Re: statfs() / statvfs() syscall ballsup...

From: Greg Stark
Date: Wed Oct 15 2003 - 10:04:57 EST


Ingo Oeser <ioe-lkml@xxxxxxxxxx> writes:

> On Monday 13 October 2003 10:45, Helge Hafting wrote:
>
> > This is easier than trying to tell the kernel that the job is
> > less important, that goes wrong wether the job runs too much
> > or too little. Let that job sleep a little when its services
> > aren't needed, or when you need the disk bandwith elsewhere.

Actually I think that's exactly backwards. The problem is that if the
user-space tries to throttle the process it doesn't know how much or when.
The kernel knows exactly when there are other higher priority writes, it can
schedule just enough writes from vacuum to not interfere.

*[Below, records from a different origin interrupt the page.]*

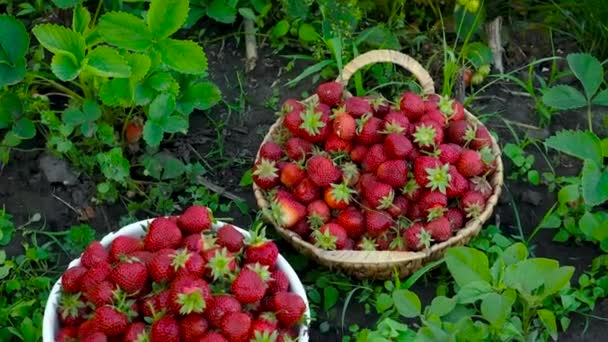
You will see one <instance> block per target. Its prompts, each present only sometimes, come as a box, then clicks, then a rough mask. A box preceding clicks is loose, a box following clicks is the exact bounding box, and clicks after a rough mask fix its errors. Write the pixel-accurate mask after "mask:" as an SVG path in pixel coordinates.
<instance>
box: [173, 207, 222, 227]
mask: <svg viewBox="0 0 608 342" xmlns="http://www.w3.org/2000/svg"><path fill="white" fill-rule="evenodd" d="M212 223H213V217H212V215H211V211H210V210H209V208H207V207H203V206H202V205H193V206H191V207H189V208H188V209H186V211H184V213H183V214H182V215H181V216H180V217H179V218H178V219H177V225H178V226H179V227H180V228H181V229H182V230H183V231H184V233H200V232H202V231H204V230H208V229H210V228H211V224H212Z"/></svg>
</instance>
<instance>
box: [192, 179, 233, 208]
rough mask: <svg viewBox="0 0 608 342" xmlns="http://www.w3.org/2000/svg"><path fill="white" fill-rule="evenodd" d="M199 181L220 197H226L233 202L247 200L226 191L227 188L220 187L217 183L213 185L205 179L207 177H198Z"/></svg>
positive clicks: (229, 192) (198, 179) (213, 183)
mask: <svg viewBox="0 0 608 342" xmlns="http://www.w3.org/2000/svg"><path fill="white" fill-rule="evenodd" d="M198 181H199V182H200V183H201V184H203V185H204V186H206V187H207V188H208V189H209V190H211V191H213V192H215V193H218V194H219V195H220V196H224V197H226V198H228V199H230V200H233V201H239V202H244V201H245V199H244V198H242V197H240V196H238V195H236V194H234V193H232V192H230V191H228V190H226V188H224V187H222V186H219V185H217V184H215V183H213V182H212V181H210V180H209V179H207V178H205V177H202V176H200V177H198Z"/></svg>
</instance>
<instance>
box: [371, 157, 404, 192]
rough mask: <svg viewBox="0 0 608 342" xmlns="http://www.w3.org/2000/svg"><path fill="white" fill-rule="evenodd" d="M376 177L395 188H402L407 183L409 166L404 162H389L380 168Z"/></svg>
mask: <svg viewBox="0 0 608 342" xmlns="http://www.w3.org/2000/svg"><path fill="white" fill-rule="evenodd" d="M376 176H378V179H380V180H381V181H383V182H385V183H386V184H388V185H390V186H392V187H393V188H400V187H402V186H403V185H405V182H406V181H407V164H406V163H405V161H403V160H387V161H385V162H384V163H382V164H380V166H378V169H377V170H376Z"/></svg>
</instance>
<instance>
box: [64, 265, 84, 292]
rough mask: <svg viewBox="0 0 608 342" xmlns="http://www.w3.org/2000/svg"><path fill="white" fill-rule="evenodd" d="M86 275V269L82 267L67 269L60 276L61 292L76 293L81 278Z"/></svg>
mask: <svg viewBox="0 0 608 342" xmlns="http://www.w3.org/2000/svg"><path fill="white" fill-rule="evenodd" d="M86 273H87V269H86V268H85V267H83V266H74V267H70V268H68V269H67V270H66V271H65V272H63V275H62V276H61V287H62V289H63V292H67V293H70V292H78V291H80V285H81V281H82V277H84V275H85V274H86Z"/></svg>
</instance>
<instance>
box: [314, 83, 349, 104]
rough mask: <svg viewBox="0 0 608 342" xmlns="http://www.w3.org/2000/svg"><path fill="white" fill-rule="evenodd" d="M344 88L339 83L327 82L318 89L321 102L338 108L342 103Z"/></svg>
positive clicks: (317, 93)
mask: <svg viewBox="0 0 608 342" xmlns="http://www.w3.org/2000/svg"><path fill="white" fill-rule="evenodd" d="M343 90H344V86H342V84H340V83H339V82H325V83H321V84H319V87H317V96H318V97H319V101H321V103H324V104H326V105H328V106H330V107H337V106H338V105H339V104H340V103H341V102H342V92H343Z"/></svg>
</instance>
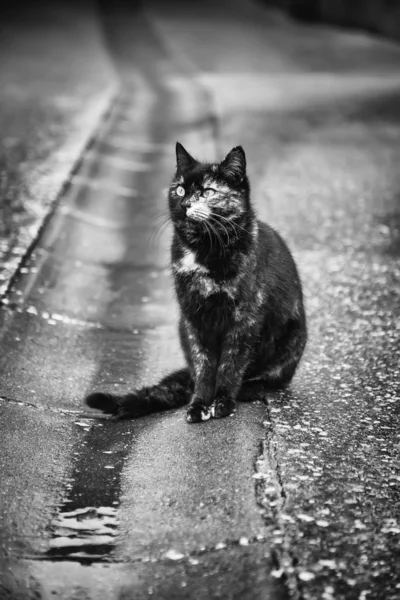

So if vacuum slept a bit, say every 64k of data vacuumed. It could end up
sleeping when the disks are actually idle. Or it could be not sleeping enough
and still be interfering with transactions.

Though actually this avenue has some promise. It would not be nearly as ideal
as a kernel based solution that could take advantage of the idle times between
transactions, but it would still work somewhat as a work-around.

> The questions are: How IO-intensive vacuum? How fast can a throttling
> free disk bandwidth (and memory)?

It's purely i/o bound on large sequential reads. Ideally it should still have
large enough sequential reads to not lose the streaming advantage, but not so
large that it preempts the more random-access transactions.